Croydon Council officials have admitted that they need to speed up their own work if they are to implement 20mph speed limits on all the borough’s residential streets.
The council wants to skip the opinion surveys which it used as a form of consultation over the introduction of 20mph zones in the north of the borough and which almost thwarted the entire project.
The case for 20mph speed limits on residential streets – the reduced limit does not apply to major roads – is well made, on environmental, air quality grounds as well as for safety concerns, with organisations including the Royal Society for the Prevention of Accidents providing reams of statistics to show how cars travelling at slower speeds are less likely to cause serious or fatal injury if involved in a collision, and even avoid collisions altogether.
Yet even in the Labour-voting north of the borough, the Labour-run council’s previous 20mph zone public consultations have been close-run things – in part, at least, because of a defiant and sometimes barely legal one-man campaign from car lobbyist Peter Morgan, who managed to turn the consultations into referendums on the subject, utilising multiple online identities to support his opposition.

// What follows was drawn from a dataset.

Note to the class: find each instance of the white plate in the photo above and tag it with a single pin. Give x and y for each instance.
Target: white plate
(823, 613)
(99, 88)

In one zone, public approval for 20mph zones was a mere 52 per cent…
Meanwhile, as the case for 20mph zones is to be made to the south of the borough, Coulsdon resident Morgan, despite having been kicked out of both the Tory Party and UKIP, continues to operate in some capacity as a traffic adviser to the Croydon Conservatives.
With time running out to implement 20mph zones, Tony Newman’s Labour group has decided to drop the pretence at public involvement and instead conduct only the bare minimum consultation as required by law. The time-consuming optional opinion surveys will be dropped.
In a statement issued from Fisher’s Folly this week, the council said that it “wants to make sure of hitting its March 2018 implementation timetable by formally consulting the three remaining areas at the same time in January and February 2017”.
What the council calls “recommendations”, will be rubber-stamped without alteration at the council cabinet meeting on December 12.
“The cabinet report states that the change is necessary to meet the March 2018 timetable because engagement on areas 1 and 2 took longer than expected, and that this would simplify the consultation process,” the council stated, in a rare admission that officials have miscalculated and mishandled the process to deliver what was a manifesto commitment from Labour in 2014.
“This makes our 20mph consultation process simpler and more like what other London boroughs have done, and every household and business in the three areas will get to have their say,” according to Stuart King, the council’s cabinet member for transport.
Of course, a key aspect of speed limits is enforcement, and there is justifiable scepticism among the public that the under-resourced and under-staffed police are doing enough – if anything at all – to monitor and catch drivers who ignore the 20mph limits.
The council this week claimed, “Police have already been monitoring and catching speeding drivers in Area 1 streets since they became 20mph.” Notably, though, they provided no statistics for the number of prosecutions arising as a consequence of this police action. Which probably means that there haven’t been any at all.